Maritime CW Operator

On a recent Sunday morning, after checking into a routine CW net, some adjacent channel interference appeared near 7116 kHz. The transmissions seemed unusually brief, so curiosity got the best of me, and I tuned in the activity, which turned out to be an emergency communications exercise taking place in the Province of Ontario.

While catching-up on paperwork at my desk on the opposite side of the room, I monitored the communications traffic for an hour or so, the nature of which proved instructive (as often is the case). Some observations included:

  1. Messages contained no accountability data. For example, a message reported a quantity of diesel fuel on hand, but it was not addressed to any particular official or functional position within an emergency management process.
  • When message confirmations were requested, the replies did not reference any original message, either by description or message number.
  • Messages originated did not incorporate a signature or “from” line that could be used to assign responsibility for message content to a competent authority.
  • No temporal context was provided with the message; that is, no date-time group was incorporated. For example, if a message reported so much fuel was on hand, one had no idea when that measure was taken. Was it three hours ago? Was it last night? Was it two days ago? What is the rate of usage?
  • There was no message prioritization in place. There was no evidence of precedence being assigned, such as “priority,” “emergency,” or “flash,” or other evidence of some type of prioritization process in place.

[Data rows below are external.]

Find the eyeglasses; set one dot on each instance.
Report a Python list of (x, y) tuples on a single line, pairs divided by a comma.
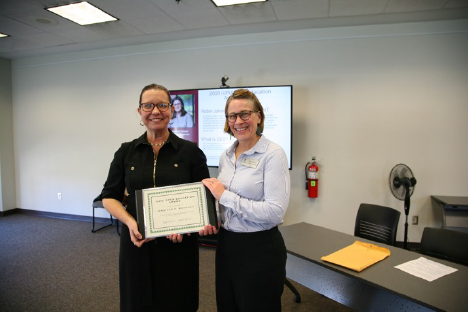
[(244, 115), (148, 107)]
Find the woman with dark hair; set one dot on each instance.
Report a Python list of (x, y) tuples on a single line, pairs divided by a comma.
[(180, 119), (253, 189), (154, 274)]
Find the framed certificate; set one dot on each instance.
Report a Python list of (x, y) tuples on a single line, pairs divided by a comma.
[(175, 209)]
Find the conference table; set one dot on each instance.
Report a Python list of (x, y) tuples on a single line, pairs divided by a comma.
[(380, 287)]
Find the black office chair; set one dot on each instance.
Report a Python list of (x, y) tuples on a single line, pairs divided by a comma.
[(445, 244), (377, 223), (97, 203), (297, 296)]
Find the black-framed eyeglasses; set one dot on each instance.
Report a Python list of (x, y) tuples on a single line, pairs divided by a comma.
[(148, 107), (244, 115)]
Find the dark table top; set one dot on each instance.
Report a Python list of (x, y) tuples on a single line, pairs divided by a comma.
[(448, 293), (452, 200)]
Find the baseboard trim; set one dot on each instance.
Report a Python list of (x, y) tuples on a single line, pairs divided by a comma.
[(63, 216)]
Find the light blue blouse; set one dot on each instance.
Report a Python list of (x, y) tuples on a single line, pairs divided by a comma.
[(257, 187)]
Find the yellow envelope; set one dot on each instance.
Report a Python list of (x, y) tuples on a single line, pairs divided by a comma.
[(358, 256)]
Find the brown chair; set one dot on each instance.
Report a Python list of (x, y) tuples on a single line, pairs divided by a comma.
[(377, 223)]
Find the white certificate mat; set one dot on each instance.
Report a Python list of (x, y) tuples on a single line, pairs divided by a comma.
[(176, 209), (426, 269)]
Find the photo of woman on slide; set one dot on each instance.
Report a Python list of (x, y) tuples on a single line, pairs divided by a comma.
[(180, 119)]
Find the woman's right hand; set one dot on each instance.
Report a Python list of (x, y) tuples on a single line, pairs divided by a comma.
[(135, 235), (208, 230), (215, 186)]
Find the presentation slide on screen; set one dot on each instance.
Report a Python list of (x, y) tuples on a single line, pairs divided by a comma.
[(207, 110)]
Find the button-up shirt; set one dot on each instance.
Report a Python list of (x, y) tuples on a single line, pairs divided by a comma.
[(257, 187)]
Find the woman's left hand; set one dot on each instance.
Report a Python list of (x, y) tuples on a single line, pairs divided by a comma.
[(176, 238), (215, 186)]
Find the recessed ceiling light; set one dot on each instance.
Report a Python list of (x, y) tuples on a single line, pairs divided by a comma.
[(233, 2), (82, 13)]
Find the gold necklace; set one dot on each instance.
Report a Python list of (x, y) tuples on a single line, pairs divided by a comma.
[(158, 144)]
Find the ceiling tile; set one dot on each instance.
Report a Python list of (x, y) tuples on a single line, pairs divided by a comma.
[(115, 29), (173, 7), (47, 40), (300, 9), (356, 7), (249, 13), (201, 19), (125, 9), (156, 24), (414, 5)]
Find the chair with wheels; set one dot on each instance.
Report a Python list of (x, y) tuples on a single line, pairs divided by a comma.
[(377, 223), (445, 244), (97, 204)]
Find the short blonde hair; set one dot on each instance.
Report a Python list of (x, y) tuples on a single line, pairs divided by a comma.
[(257, 107)]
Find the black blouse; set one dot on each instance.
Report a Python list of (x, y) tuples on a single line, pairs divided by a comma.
[(178, 161)]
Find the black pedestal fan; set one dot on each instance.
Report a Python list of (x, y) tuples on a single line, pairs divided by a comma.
[(402, 182)]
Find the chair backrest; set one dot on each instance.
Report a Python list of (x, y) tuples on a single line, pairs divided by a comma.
[(377, 223), (445, 244)]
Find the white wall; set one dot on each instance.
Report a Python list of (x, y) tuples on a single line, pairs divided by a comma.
[(7, 164), (365, 99)]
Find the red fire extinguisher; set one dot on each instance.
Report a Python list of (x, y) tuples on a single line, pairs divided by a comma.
[(311, 172)]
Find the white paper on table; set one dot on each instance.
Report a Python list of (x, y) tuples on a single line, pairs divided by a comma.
[(425, 269)]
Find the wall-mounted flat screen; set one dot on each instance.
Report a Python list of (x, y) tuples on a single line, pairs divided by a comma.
[(199, 117)]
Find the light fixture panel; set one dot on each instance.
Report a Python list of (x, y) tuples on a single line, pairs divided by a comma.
[(82, 13), (234, 2)]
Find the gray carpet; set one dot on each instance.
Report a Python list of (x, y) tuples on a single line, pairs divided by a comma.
[(49, 264)]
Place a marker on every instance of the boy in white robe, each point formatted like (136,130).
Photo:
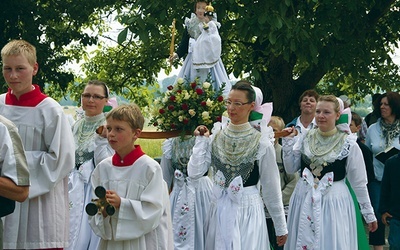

So, let’s start with the latter issue.  While the lack of message precedence may have been fine for a nice, neatly packaged drill, what happens in a real disaster when circuits have much larger quantities of message traffic flowing between multiple agencies or players? What happens when a net or circuit begins to approach maximum capacity and decisions must then be made about which messages are to be given priority based on their relative importance?

Next, let’s examine temporal context. The radiogram and radiogram-ICS213 message formats incorporate a time of origin because temporal context is extremely important in a disaster. How old is the data provided? Has the information provided in the message body been superseded by more up-to-date information, and how does this new information affect the decision-making process?

Now, let’s look at accountability. It seems reasonable that the radio amateurs are not responsible for managing the diesel fuel supply, at least not in quantities above 1000 Imperial Gallons or the like. Therefore, who is responsible for reporting the CORRECT amount? More importantly, if the amount reported is incorrect, who gets the blame? In the case of the exercise monitored, the blame may go to the ham radio group instead of the agency. Why? Because the message lacked accountability information. No responsible official signed the message.  This is why the radiogram and radiogram-ICS213 messages require signatures and, in the case of official traffic, agency and title or NIMS position.

Have you ever wondered why radiogram messages incorporate a message serial number? The answer is contained in this exercise. If one wants delivery verification, the message number and appropriate handling instruction solves the problem. A simple “Message 23 delivered to [name/position of official] at [time indicated]” will suffice. If a reply is received in response to an inquiry, the official needs only reference the message number. When dozens or hundreds of messages are moving on a radio net or circuit, the use of a message serial number prevents confusion and makes verification of delivery easy to confirm and document.

Lastly, let’s look at the lack of an “address.” When supporting emergency services, the radio operator is usually NOT the decision maker or responsible party. The radio operator is an intermediary, a type of messenger. An authorized civil authority must be the ultimate recipient of the message; therefore, it must be addressed to an individual, title and/or agency or a functional position. This ensures the message can be acted upon by someone with the authority to analyze the data and issue appropriate directives in response to the content.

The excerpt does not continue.